2. a) Das Begehren in der Hauptsache ist weder unzulässig noch offensichtlich unbegründet. Das folgt bereits aus der beim Bundesverfassungsgericht anhängigen Hauptsache in dem Verfassungsbeschwerde-Verfahren 2 BvR 1198/03, in dem u.a. zu klären ist, unter welchen Umständen die Zustellung einer Klage nach dem Haager Zustellungsübereinkommen mit Art. 2 Abs. 1 GG in Verbindung mit dem Rechtsstaatsprinzip unvereinbar ist, wenn das mit der ausländischen Klage angestrebte Ziel offensichtlich gegen unverzichtbare Grundsätze eines freiheitlichen Rechtsstaats verstößt.
b) Die danach erforderliche Folgenabwägung fällt im vorliegenden Fall zu Lasten der Beschwerdeführerin aus. Der Zustellung ist in diesem Fall Vorrang einzuräumen.
aa) Bei einer Folgenabwägung sind gegeneinander abzuwägen die Nachteile, die für die Beschwerdeführerin einträten, wenn die begehrte einstweilige Anordnung abgelehnt wird, in der Hauptsache sich aber später herausstellt, dass die Zustellung der Klage deren grundrechtlich geschützte Positionen verletzt, mit denjenigen Nachteilen, die sich ergäben, wenn die begehrte einstweilige Anordnung erlassen wird, sich später aber herausstellt, dass die Zustellung mit dem Grundgesetz vereinbar war.
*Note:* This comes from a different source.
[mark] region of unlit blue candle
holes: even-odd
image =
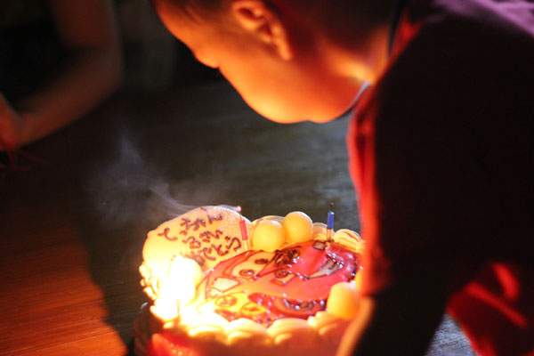
[[[327,220],[327,229],[328,230],[334,229],[334,212],[332,210],[328,211],[328,218]]]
bb) Unterbliebe der Erlass der einstweiligen Anordnung, erwiese sich die Gewährung der Rechtshilfe im Hauptsacheverfahren dagegen als verfassungswidrig, so wäre davon auszugehen, dass die Beschwerdeführerin in das U.S.-amerikanische Verfahren einbezogen ist und dieses vor dem Bundesgericht auch gegen die Beschwerdeführerin als beklagte Prozesspartei durchgeführt wird.
Dabei ist allerdings zu berücksichtigen, dass das Bundesverfassungsgericht bereits entschieden hat, dass die Gewährung von Rechtshilfe durch die Zustellung einer Klage, mit der Ansprüche auf Strafschadensersatz nach U.S.-amerikanischem Recht geltend gemacht werden, in der Regel nicht gegen die allgemeine Handlungsfreiheit in Verbindung mit dem Rechtsstaatsprinzip verstößt (vgl. BVerfGE 91, 335 ≪340≫).
Erginge die beantragte einstweilige Anordnung, stellte sich die Verfassungsbeschwerde später aber als unbegründet heraus, hätte sich die Zustellung der Klage im Wege der Rechtshilfe verzögert. Es ist zwar nicht erkennbar, dass der Kläger des U.S.-amerikanischen Ausgangsverfahrens bereits dadurch unwiederbringliche Rechtsnachteile erleiden würde. Die gegenseitige Rechtshilfe im Rahmen multilateraler Übereinkommen funktioniert allerdings auf der Grundlage, dass die technische Abwicklung der Zusammenarbeit vereinfacht und beschleunigt wird. Deshalb müssen die Gründe für eine Verzögerung der Rechtshilfe durch den ersuchten Staat von erheblichem Gewicht sein. In Anbetracht der Umstände des vorliegenden Falles und des Vortrags der Beschwerdeführerin ist nicht davon auszugehen, dass die in den Vereinigten Staaten erhobene Zivilklage auf Grund der Höhe der Klagesumme bereits existenzbedrohende Folgen für sie hat, oder dass die Zustellung zu einem signifikanten Reputationsverlust der Beschwerdeführerin führen würde.
Von einer weiteren Begründung wird gemäß § 93d Abs. 1 Satz 3 BVerfGG abgesehen.